Piano innovator brings his party to Calgary

To say that jazz keyboard innovator Chick Corea is a busy guy is an understatement. At any given moment he might be: joining one of five or six different piano trios; playing his Piano Concerto No. 1 or No. 2 (or those of Mozart) with a chamber orchestra; leading the Chick Corea Elektric Band; playing with his five-piece Touchstone band; or reuniting with one or more of his many musical collaborators of the past 40 years. Fast Forward caught up with him recently in Spain where he is on tour with banjo master Bela Fleck (with whom he recorded a recent Latin Grammy-winning CD) and asked him about his eclecticism.

"I’ve managed to avoid falling into the habit of doing the same thing over and over again and it’s really proved to be a good thing for me” says Corea. “That is just a decision that I made and a challenge and a level that I set for myself to keep my own mind about my projects and my music and to follow my interests. There’s a lot of ways to determine what one wants to do but when it comes down to it it has to be something that you love doing. I have never really veered from that and it has been my most successful personal policy.”

At 65 years old Corea is at the age where many opt for retirement but that is not in the cards for the piano titan. He looked great and he sounded fantastic at his appearance at the International Association of Jazz Educators conference last January in New York City where he was presented with the Jazz Masters Award by the National Endowment for the Arts in the U.S. “That is the big myth of life” he says “that you have to retire. I don’t give it too much thought. If you stop to think about your age especially with those numbers you start to feel tired so I kind of just don’t think about it try to stay healthy and keep creating.”

For his Calgary concert Corea has a new group. The Freedom Band made up of well-respected collaborators: flutist Hubert Laws bassist Eddie Gomez and drummer Airto Moreira. As a matter of fact the Calgary and Edmonton dates are the first-ever for this quartet configuration.

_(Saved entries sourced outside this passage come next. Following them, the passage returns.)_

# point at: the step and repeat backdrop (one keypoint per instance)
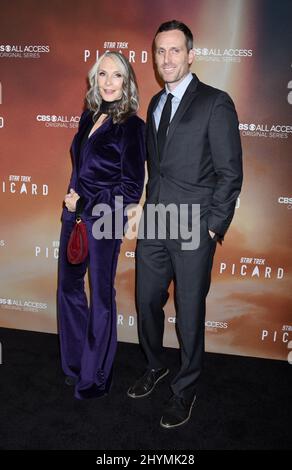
(242, 47)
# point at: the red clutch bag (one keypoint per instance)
(77, 248)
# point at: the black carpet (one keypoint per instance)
(243, 403)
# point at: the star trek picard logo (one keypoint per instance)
(133, 55)
(254, 268)
(23, 185)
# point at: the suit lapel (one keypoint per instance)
(187, 99)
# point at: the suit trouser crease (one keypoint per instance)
(158, 261)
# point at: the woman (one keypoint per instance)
(108, 155)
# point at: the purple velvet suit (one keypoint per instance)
(109, 163)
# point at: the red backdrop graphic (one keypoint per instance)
(241, 46)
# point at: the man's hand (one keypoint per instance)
(70, 200)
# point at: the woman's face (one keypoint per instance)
(109, 80)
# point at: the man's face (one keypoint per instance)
(172, 57)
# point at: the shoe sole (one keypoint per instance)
(183, 422)
(150, 391)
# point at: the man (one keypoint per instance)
(194, 157)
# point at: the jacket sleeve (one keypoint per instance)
(224, 139)
(73, 179)
(131, 184)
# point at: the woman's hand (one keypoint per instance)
(70, 200)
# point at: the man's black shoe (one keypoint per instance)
(177, 412)
(146, 384)
(69, 380)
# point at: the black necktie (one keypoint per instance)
(163, 125)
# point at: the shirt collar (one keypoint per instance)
(180, 89)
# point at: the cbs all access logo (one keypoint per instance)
(58, 120)
(222, 55)
(263, 130)
(23, 51)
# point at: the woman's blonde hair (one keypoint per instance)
(129, 103)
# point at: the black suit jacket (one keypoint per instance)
(202, 158)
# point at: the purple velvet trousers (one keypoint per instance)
(88, 333)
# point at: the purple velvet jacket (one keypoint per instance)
(111, 163)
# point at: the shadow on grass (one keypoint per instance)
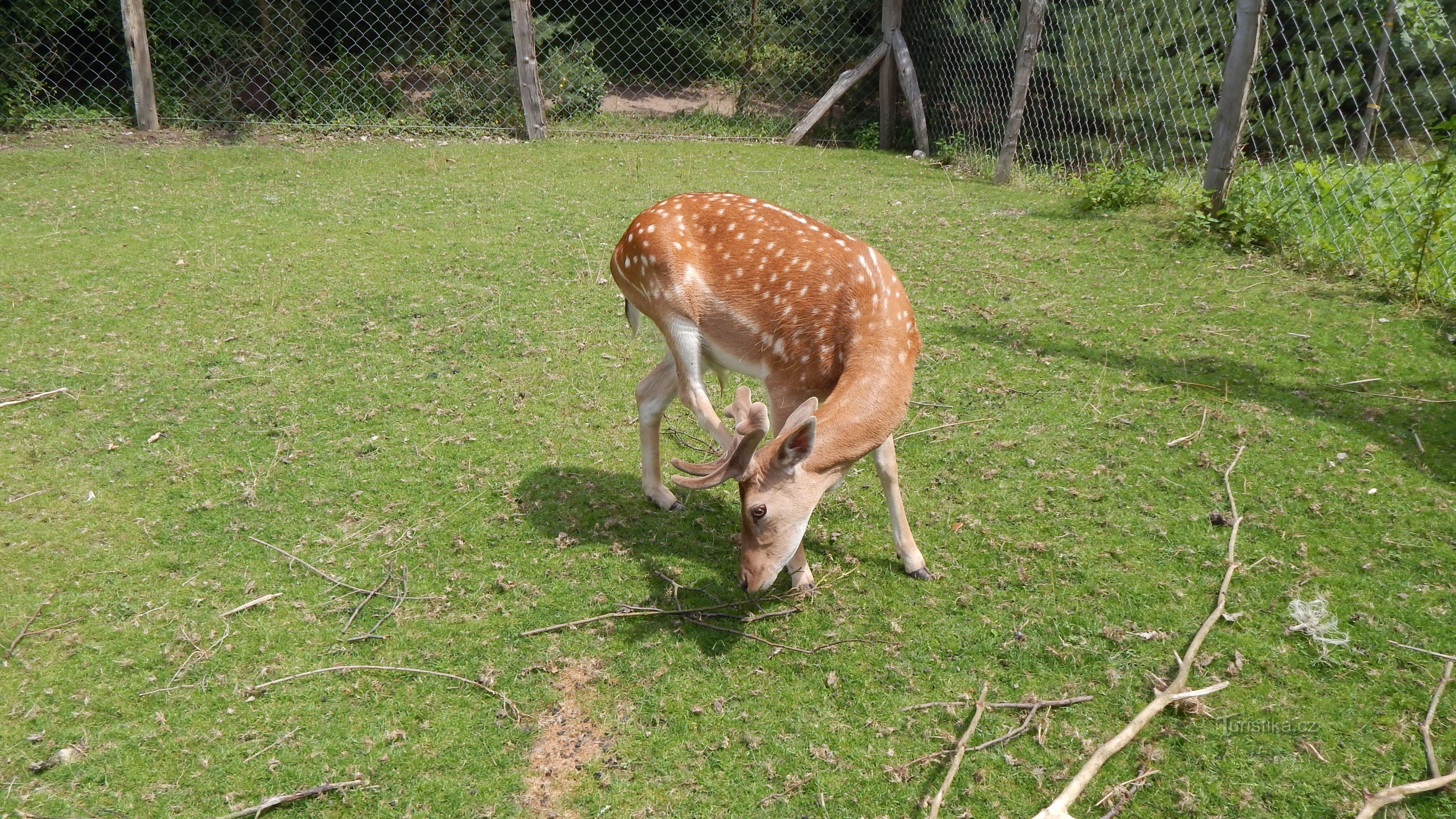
(1386, 422)
(592, 508)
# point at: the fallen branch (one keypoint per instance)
(944, 427)
(960, 752)
(249, 604)
(1194, 434)
(1393, 795)
(23, 399)
(1174, 692)
(478, 684)
(1123, 793)
(1430, 716)
(1424, 651)
(1393, 396)
(404, 593)
(25, 630)
(285, 799)
(331, 578)
(1027, 704)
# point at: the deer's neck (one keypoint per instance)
(865, 408)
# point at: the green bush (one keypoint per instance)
(573, 80)
(1108, 188)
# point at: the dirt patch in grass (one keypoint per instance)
(567, 738)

The group came about as a result of a project Corea did last year with Gomez and Moreira. As a trio they did several concerts. “We recorded a lot of the shows and one of them [in Boston was] turned into a live CD and it became one of five trios that I released in a project called ‘Five Trios’ for Japanese release” Corea says. “We had a blast. I played acoustic piano some Fender Rhodes and some Mini Moog with the group.” That Boston recording was dubbed The Boston Three Party as a pun on the Boston Tea Party. “In Calgary” Corea continues “you are going to hear the Boston Four Party!”

Corea seems to have an affinity for flute players having recorded copiously with some great ones in addition to Laws — Joe Farrell and Steve Kujala among them. It’s less well-known that Laws was actually Corea’s first choice in the early 1970s for his seminal Brazilian-Latin-jazz band Return to Forever (the Freedom Band is going to do some jazz standards some of the early Return to Forever music and some Bill Evans tunes).

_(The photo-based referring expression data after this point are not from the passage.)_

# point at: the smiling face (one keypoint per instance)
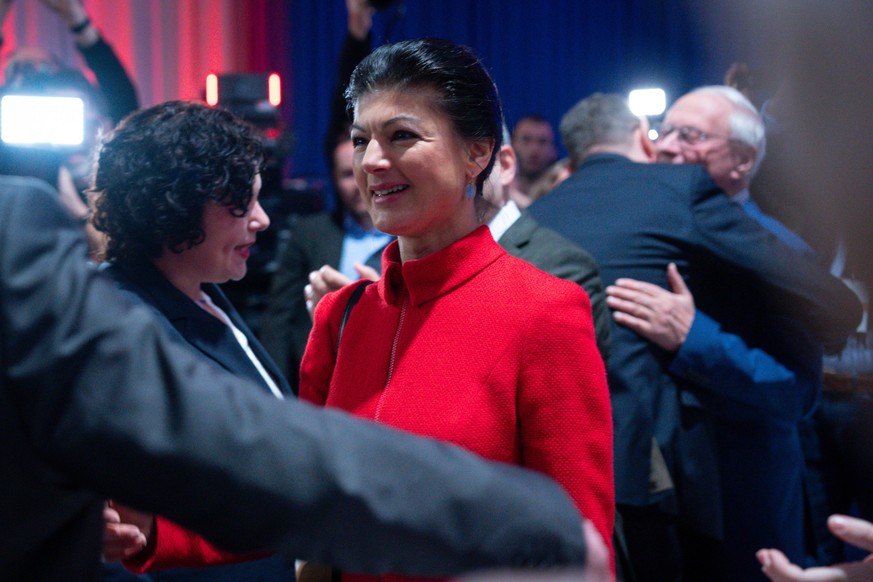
(726, 161)
(225, 249)
(411, 168)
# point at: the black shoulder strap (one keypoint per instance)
(356, 294)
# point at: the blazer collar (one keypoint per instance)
(434, 275)
(200, 329)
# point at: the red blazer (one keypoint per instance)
(477, 348)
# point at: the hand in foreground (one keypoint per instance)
(125, 531)
(327, 279)
(660, 316)
(854, 531)
(596, 566)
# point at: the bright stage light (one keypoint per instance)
(647, 102)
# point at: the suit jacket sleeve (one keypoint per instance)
(794, 284)
(286, 321)
(105, 403)
(728, 366)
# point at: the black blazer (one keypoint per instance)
(635, 219)
(315, 240)
(559, 256)
(190, 324)
(96, 401)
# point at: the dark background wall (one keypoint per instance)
(544, 55)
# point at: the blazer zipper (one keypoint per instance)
(393, 356)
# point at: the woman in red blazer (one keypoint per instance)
(458, 340)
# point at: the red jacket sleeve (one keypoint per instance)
(172, 546)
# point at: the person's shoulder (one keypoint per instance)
(31, 194)
(531, 279)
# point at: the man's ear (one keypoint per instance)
(745, 155)
(479, 153)
(508, 164)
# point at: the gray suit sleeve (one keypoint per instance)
(111, 408)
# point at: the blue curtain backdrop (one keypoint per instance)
(544, 55)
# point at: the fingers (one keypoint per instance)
(121, 541)
(777, 567)
(367, 272)
(857, 532)
(677, 283)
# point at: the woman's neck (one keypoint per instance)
(179, 275)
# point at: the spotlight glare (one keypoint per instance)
(212, 89)
(645, 102)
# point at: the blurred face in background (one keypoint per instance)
(534, 145)
(696, 130)
(344, 182)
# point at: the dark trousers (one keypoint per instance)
(661, 550)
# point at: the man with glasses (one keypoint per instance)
(636, 218)
(778, 364)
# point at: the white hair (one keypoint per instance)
(745, 123)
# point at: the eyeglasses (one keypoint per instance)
(687, 134)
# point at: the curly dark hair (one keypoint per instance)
(159, 168)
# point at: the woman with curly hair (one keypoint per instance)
(176, 195)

“I did work with Hubert in the ’60s” Corea explains “And when I was putting Return to Forever together Hubert was the first wind instrument in Return to Forever before Joe (Farrell) joined the band – Hubert and I have had a long association.”

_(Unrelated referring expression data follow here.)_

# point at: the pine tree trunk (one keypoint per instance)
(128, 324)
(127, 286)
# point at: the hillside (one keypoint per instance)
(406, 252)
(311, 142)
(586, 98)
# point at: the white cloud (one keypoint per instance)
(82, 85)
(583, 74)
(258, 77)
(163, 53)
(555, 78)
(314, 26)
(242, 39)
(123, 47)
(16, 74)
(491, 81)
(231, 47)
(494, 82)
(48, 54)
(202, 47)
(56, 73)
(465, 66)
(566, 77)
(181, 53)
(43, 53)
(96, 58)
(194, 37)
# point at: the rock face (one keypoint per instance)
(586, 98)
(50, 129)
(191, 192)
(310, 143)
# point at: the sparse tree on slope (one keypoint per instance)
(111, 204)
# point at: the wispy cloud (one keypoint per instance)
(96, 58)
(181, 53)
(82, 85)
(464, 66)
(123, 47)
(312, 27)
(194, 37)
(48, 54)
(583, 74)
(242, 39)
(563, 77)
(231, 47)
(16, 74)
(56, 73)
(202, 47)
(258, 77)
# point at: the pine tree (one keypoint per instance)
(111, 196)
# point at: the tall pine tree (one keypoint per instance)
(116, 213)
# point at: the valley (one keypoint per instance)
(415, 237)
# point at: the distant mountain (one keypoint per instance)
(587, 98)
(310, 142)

Asked about his fondness for the flute he says “It is not the instrument so much but it is the particular musicians that I have worked with have been inspiring. But I have found the flute to be a really good complement to the piano and to the Fender Rhodes as well. It is a light-sounding instrument and it is very very vocal and I love to hear my melodies played on it. It is an easy blend. With the saxophone if you put a tenor or alto saxophone next to an acoustic piano even a concert grand the saxophone blows the piano away in terms of dynamics. But a flute blends really naturally and nicely with a piano.”